И, оставшись один, Быков задумался тоскливо:
«Такая ничтожная червь, а тревожит! Дам ему денег, — пускай не живёт у меня. Теперь, при Якове, не нужен он для меня…»
Яков приехал вечером дождливого дня, он сошёл вниз, к чаю, торжественно, как будто воротился из церкви, от причастия. Было в нём что-то туго натянутое, вихор торчал ещё более задорно, брови озабоченно надвинулись на глаза, а голос понизился, охрип. И на стул Яков сел не так скромно, как всегда, а подтолкнув стул ногою к столу. Это усилило тревогу Быкова, вызвало в нём предчувствие несчастия.
— Ну, что же, как Москва?
Неприятно отчеканивая слова, племянник начал говорить задумчиво, но необыкновенно громко, как будто он свидетельствовал на суде, приняв присягу говорить правду. Говорил долго, не отвечая на сердитые вопросы, и часто останавливался, вспоминая или придумывая слова.
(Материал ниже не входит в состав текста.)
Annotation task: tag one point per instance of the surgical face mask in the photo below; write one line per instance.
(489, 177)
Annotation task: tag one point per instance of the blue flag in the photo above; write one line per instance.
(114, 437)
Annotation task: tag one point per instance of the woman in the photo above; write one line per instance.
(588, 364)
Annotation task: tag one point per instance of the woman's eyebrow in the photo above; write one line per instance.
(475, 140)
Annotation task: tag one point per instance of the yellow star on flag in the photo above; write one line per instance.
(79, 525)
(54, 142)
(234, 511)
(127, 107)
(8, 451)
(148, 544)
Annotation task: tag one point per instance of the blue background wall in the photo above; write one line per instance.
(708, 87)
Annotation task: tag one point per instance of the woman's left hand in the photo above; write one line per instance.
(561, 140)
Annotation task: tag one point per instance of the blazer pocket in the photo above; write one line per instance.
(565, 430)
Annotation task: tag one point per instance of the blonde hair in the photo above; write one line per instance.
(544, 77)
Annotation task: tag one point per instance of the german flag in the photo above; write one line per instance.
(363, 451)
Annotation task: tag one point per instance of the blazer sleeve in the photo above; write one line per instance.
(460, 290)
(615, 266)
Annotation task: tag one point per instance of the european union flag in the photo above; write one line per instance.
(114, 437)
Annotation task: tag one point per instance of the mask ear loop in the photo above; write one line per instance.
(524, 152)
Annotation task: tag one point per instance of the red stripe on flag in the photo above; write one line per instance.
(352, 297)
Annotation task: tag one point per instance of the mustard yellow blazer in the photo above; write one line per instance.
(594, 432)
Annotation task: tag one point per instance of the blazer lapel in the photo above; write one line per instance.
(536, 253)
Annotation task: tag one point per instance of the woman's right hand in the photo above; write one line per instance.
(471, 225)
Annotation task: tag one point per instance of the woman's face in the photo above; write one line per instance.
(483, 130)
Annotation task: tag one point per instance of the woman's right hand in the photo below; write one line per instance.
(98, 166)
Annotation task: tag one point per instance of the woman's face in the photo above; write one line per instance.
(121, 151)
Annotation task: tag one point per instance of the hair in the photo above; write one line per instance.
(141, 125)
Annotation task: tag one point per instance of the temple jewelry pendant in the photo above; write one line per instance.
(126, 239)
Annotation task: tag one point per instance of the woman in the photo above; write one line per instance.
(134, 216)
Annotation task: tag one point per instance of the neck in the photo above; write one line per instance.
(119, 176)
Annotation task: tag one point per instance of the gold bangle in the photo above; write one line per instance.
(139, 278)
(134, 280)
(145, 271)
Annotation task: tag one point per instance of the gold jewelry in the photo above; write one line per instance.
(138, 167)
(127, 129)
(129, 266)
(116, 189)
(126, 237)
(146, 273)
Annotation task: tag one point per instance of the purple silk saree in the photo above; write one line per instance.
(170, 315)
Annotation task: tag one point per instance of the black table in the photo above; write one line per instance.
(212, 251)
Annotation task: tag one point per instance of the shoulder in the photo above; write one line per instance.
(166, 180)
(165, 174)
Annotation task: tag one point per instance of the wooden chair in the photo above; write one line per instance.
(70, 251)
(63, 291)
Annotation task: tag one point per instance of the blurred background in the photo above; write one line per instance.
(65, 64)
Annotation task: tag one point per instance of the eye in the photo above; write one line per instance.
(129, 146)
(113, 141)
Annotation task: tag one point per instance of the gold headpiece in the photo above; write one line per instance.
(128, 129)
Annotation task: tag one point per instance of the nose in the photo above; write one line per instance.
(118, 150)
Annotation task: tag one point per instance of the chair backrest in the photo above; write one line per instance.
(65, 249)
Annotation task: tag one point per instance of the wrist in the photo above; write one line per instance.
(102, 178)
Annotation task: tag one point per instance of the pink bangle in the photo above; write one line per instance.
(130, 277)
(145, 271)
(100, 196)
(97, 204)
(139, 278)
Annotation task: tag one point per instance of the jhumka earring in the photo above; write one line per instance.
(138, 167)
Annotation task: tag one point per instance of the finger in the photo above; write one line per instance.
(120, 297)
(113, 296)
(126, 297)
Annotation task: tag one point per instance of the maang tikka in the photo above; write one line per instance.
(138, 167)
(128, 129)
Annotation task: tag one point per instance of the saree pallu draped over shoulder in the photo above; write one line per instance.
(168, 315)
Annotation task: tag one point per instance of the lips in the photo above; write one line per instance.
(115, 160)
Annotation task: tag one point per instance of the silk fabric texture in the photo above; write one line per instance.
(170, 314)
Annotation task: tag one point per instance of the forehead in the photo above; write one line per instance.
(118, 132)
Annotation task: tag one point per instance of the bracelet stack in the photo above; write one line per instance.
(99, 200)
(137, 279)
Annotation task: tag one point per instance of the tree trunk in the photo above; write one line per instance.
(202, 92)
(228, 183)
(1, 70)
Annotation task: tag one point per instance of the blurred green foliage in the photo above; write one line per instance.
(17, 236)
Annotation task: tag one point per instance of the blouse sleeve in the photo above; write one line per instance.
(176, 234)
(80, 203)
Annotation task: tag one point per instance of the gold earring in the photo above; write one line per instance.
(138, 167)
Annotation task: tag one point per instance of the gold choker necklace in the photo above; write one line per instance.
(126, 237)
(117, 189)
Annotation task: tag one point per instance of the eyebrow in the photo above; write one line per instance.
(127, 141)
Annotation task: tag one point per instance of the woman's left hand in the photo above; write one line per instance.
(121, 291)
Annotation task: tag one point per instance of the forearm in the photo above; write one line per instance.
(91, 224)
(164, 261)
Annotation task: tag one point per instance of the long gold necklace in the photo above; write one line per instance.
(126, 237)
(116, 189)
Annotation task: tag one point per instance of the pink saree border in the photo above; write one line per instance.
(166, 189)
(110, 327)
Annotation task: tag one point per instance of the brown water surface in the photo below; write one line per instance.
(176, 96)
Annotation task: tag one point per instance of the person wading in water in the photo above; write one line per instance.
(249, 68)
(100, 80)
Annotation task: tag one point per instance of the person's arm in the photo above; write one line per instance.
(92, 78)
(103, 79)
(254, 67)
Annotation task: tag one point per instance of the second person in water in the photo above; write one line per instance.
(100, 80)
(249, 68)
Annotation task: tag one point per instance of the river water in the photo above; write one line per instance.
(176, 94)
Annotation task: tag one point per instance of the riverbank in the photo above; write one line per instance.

«Врёт! Пугает», — соображал Быков, оскорбляемый невниманием Якова к его вопросам, сердито следя, как горбун нетерпеливо возится на стуле и, открывая лягушачий рот, хочет, видимо, вставить какое-то своё слово.
«Снюхались, черти…»
Яков рассказал невероятное: все сословия почему-то вдруг возмутились, требуют облегчения жизни, каждое сообразно своим интересам, и все люди, как пьяные, лезут друг на друга в драку.
— Ну, и что же будет? — недоверчиво, сердито спросил Быков.
Сомов подумал, шумно вздохнул и заговорил:
— Будет — плохо, если не достигнем всенародного ущемления совести и взаимной помощи друг другу. Мне, Егор Иванович, беспокоить вас очень жалко, однако — не могу скрыть: может быть даже полная революция с оружием в руках.
— Врёшь! — сказал Быков твёрдо и решительно. — Откуда, какое оружие? Врёшь. Это ты пользуешься тем, что я — больной, сам на улицу не могу выйти… это ты пугаешь меня, страхом уморить хочешь.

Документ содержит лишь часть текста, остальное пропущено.